Débat du 26 Juin 2011: « Penser à soi est-ce de l’égoïsme? », animé par Pascal Hardy.
Il fallait que cela arrive, à un moment ou un autre. Ce fut le 26 Juin, au Café des Phares. Circonscrit le feu idéologique qui s’était emparé du secteur intellectuel de l’établissement depuis le 5 Juin, c’est le doute cartésien qui en a pris la relève, réduisant toute philosophie au discours solipsiste contenu dans le sujet : « Penser à soi est-ce de l’égoïsme ? », choisi par l’animateur, Pascal Hardy, pour le débat du jour.
Personnellement, je préfère m’écouter penser, afin de faire mariner mon dégoût pour ce que pensent les gens malveillants car, paraphrasant Wittgenstein : « Je suis mon monde », point. Qui n’est pas le sien ? …
Pourtant, une fois mes « pensées bien installées » selon les préceptes de la semaine antérieure, nourri par l’idée de partager mon égoïsme, je me suis efforcé de devenir celui que je suis, comme quelqu’un qui serait le seul à s’intéresser à soi-même.
En effet, ontologiquement tout un chacun est un être dont la pensée admet l’existence et métaphysiquement une créature dont l’essence est insaisissable, tel si l’on avait deux destins, l’un qui s’en prend aux jours, l’autre qui les achève. Si je pense, concluant par là que j’existe, c’est que je songe à moi et suis dès lors aussi bien le sujet que l’objet de ma pensée ; le « moi » personnel dont chacun a conscience représente ainsi à ses yeux toute la réalité, ou un « amour de soi » dont l’égoïsme et l’arrogance amènent le sujet à penser « il n’y a que ‘moi’ ». Si, donc, il voit le monde en soi (solipsisme radical), il ne peux pas se considérer comme étant en dehors de lui ; or, à moins d’un accident, nous ne nous trouvons pas en général avec notre œil devant les yeux ; on ne peut pas se dévisager dans son propre regard. Le « je » forme par conséquence une frontière avec l’univers mais, n’en faisant nullement partie, celui-ci ne peut qu’être un de ses fantasmes.

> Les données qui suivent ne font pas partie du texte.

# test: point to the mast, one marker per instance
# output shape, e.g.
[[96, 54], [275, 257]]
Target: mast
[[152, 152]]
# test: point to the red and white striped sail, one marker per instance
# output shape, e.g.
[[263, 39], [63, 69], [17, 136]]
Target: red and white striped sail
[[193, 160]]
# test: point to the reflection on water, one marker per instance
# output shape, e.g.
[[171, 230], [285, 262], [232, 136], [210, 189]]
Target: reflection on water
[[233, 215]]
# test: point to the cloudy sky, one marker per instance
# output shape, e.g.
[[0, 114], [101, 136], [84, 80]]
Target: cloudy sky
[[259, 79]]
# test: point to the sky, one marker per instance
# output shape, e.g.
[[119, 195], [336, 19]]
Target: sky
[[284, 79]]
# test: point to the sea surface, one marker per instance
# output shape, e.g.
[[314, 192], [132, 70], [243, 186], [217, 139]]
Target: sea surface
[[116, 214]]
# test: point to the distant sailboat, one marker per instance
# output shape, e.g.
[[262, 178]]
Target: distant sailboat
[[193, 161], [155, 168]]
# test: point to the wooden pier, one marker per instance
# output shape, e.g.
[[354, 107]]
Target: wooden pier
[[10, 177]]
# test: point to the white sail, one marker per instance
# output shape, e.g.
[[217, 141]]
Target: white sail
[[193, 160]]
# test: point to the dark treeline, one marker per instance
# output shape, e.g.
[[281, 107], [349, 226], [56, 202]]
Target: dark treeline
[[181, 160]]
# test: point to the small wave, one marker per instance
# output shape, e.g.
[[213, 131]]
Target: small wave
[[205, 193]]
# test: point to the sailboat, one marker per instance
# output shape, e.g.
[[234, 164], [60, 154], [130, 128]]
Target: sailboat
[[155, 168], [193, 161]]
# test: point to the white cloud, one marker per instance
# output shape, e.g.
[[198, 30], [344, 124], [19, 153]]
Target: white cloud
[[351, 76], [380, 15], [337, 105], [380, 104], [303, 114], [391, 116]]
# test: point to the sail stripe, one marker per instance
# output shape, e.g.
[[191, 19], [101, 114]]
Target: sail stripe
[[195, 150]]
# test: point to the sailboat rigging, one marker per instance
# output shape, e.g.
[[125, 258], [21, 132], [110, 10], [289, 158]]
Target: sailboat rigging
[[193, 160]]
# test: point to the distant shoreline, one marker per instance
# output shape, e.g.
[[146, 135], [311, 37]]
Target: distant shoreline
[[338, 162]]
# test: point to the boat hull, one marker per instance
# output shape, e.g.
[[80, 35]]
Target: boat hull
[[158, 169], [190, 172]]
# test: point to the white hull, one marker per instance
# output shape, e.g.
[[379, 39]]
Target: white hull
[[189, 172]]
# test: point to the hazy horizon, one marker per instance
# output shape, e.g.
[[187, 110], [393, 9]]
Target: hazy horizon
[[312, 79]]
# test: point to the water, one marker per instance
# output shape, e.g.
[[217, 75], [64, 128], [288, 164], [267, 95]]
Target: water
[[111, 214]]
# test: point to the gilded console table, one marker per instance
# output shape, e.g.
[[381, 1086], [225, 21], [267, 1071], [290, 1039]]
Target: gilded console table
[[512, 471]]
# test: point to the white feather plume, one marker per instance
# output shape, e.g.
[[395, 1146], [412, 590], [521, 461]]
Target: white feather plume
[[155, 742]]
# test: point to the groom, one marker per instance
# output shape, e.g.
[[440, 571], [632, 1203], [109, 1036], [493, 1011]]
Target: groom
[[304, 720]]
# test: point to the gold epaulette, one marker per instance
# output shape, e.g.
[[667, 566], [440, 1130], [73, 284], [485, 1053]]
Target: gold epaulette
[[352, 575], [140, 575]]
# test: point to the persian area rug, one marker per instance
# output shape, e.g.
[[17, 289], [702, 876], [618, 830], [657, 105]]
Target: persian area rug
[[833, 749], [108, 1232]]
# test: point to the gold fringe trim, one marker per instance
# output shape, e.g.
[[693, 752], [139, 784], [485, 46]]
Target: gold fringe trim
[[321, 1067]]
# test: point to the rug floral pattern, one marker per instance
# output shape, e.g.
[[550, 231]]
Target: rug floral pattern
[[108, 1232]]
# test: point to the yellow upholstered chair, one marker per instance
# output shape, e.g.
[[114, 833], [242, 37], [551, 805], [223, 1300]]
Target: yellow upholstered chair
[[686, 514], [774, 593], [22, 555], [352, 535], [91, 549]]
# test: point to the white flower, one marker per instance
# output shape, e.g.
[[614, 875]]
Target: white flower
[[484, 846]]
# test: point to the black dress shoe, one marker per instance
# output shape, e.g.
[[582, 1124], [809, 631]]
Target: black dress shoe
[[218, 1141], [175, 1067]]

Dès lors, on aurait pu arguer que, celui qui ne pense pas à soi par crainte d’être égoïste, ne se connaît qu’à moitié, mais le public a évoqué plutôt, en vrac, Hannah Arendt, l’intérêt personnel, le totalitarisme ainsi que l’ouverture aux autres par le marketing, et il se trouva, comme toujours, que de tous ceux qui n’ont rien à dire, les plus sages ont été ceux qui ont su se taire. D’ordinaire, « Penser à soi », ça évite de la ramener et, comme lors du partage d’un gâteau, on pouvait en rester là, assis à regarder complaisamment la danse des micros et à écouter les autres parler de tout et de rien. Mais, il y en a que ça stresse et les contempteurs ont envie d’avoir aussi, comme tout le monde, un micro devant les dents, pour réfléchir.
Et pour cause. Tandis que « Soi » est une réalité dont la certitude de Descartes ne suffit pas à fonder le caractère matériel, et que Berkeley va jusqu’à se poser des questions sur l’existence de l’autre, pourquoi moi, moi, moi… moi le centre de gravité de l’univers, s’effacerait-il au lieu d’envoyer bouler tous les autres ?
Il se trouve tout simplement que le « Penser à soi », ça n’existe pas ; penser à soi est penser à autre chose, peu importe quoi et nous serions bien avisés de « Penser par nous-mêmes », naturellement.